Tirer parti de la crise : Weidel vise un establishment chancelant

L'interview estivale de la dirigeante de l'AfD a exposé les échecs flagrants de la coalition au pouvoir, même si ses propres propositions politiques restent notoirement minces.

Capitalising on the Crisis: Weidel Targets a Flailing Establishment

Les interviews estivales à la télévision publique allemande n'offrent généralement guère plus que des platitudes répétées. Pourtant, la récente apparition de la co-dirigeante de l'Alternative pour l'Allemagne, Alice Weidel, a fourni un diagnostic saisissant d'un pays en déclin abrupt. Face aux caméras pour l'émission de la ZDF, elle a dirigé son courroux contre l'administration actuelle, ciblant le chancelier Friedrich Merz et le ministre des Finances Lars Klingbeil. Son évaluation fut brutale : la nation est démantelée, et ceux qui sont aux commandes sont soit incapables de gouverner, soit agissent avec une intention destructrice délibérée.
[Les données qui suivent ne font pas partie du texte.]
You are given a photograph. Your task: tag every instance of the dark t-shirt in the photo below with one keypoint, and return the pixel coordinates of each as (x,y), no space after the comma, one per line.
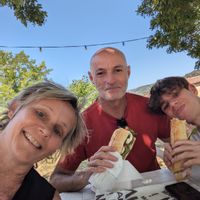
(35,187)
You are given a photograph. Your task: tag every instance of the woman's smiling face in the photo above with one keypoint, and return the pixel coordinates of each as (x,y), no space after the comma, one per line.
(39,128)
Compte tenu de la trajectoire actuelle de l'Allemagne, marquée par une inflation vertigineuse, un exode industriel et une grave perte de sécurité intérieure, son accusation tombe avec une précision inconfortable.

L'Union chrétienne-démocrate a longtemps maintenu une politique stricte de non-coopération avec l'opposition de droite, connue sous le nom de « pare-feu ». Weidel a identifié ce mécanisme comme fondamentalement antidémocratique, un outil désespéré utilisé par des politiciens faibles pour étouffer les voix dissidentes et s'accrocher au pouvoir. Elle a prédit que la CDU finirait par s'effondrer sous le poids de cette barrière artificielle, les rendant incapables de gagner les futures élections fédérales. La dirigeante de l'AfD a exprimé une volonté de former des coalitions, à condition que les partenaires possèdent une réelle compétence et privilégient les intérêts nationaux sur les postures idéologiques.
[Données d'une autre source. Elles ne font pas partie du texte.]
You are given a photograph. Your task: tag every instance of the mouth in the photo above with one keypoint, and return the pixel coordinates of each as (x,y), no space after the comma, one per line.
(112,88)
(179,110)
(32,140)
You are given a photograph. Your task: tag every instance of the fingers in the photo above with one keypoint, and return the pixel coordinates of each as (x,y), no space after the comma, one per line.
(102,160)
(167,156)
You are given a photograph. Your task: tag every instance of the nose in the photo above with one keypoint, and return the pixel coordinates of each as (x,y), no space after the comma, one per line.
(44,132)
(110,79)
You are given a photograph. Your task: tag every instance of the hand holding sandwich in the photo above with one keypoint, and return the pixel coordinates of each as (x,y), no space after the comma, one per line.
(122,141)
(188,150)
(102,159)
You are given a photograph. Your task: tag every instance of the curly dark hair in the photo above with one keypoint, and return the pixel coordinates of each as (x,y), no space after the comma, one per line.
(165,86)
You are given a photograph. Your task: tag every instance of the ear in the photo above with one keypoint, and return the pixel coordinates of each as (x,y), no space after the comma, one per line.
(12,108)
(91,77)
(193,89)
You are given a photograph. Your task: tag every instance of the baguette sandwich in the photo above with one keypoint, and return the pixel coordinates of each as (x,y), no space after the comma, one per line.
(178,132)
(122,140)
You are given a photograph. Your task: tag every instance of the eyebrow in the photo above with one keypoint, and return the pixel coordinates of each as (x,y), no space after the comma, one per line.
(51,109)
Le malaise économique qui étreint la classe moyenne allemande a fourni d'amples munitions aux exigences de Weidel en matière de politique européenne. Elle a réitéré l'engagement de son parti à abandonner l'Euro, accusant la monnaie unique d'appauvrir systématiquement les citoyens ordinaires. Des politiques énergétiques désastreuses et une inflation disproportionnée rendent l'attrait de la souveraineté monétaire évident pour une population qui s'appauvrit de jour en jour. Elle a également ciblé l'accord de Schengen. Pour stopper la vague incessante de migration irrégulière qui a modifié le paysage sécuritaire, elle a plaidé pour des contrôles frontaliers nationaux exhaustifs, même si cela nécessite de quitter entièrement la zone européenne sans frontières.

Des décennies de politiques d'immigration naïves ont laissé l'Allemagne aux prises avec de profondes fractures sociales, des sociétés parallèles enracinées et de graves échecs d'intégration. Abordant cette réalité, Weidel a proposé un renversement radical. Elle a exigé le rapatriement de tous les ressortissants syriens une fois que les conditions légales et politiques le permettront, tout en rejetant strictement toute nouvelle admission de migrants afghans. Interrogée sur la réalité logistique de la conclusion d'accords de réadmission avec Damascène ou Kaboul, ses réponses manquaient de détails techniques. Pourtant, l'absence d'une feuille de route bureaucratique de l'opposition n'excuse guère l'échec continu de la coalition au pouvoir à sécuriser les frontières.

Concernant le secteur automobile en difficulté, Weidel s'est opposée à l'élimination progressive politiquement mandatée du moteur à combustion et a critiqué les subventions étatiques inutiles pour les véhicules électriques. Ces politiques ont gravement endommagé le cœur industriel de l'Allemagne et accéléré le départ de la fabrication nationale. Cependant, elle n'a offert aucune vision stratégique sur la manière dont les fabricants nationaux pourraient regagner des parts de marché perdues face aux concurrents chinois.

L'apparition télévisée a montré une politicienne canalisant la colère publique en attaques acerbes. Bien que l'AfD puisse manquer de plans administratifs précis, l'incompétence flagrante de l'établissement politique actuel garantit que de telles alternatives radicales continueront à gagner du terrain auprès d'un électorat désabusé.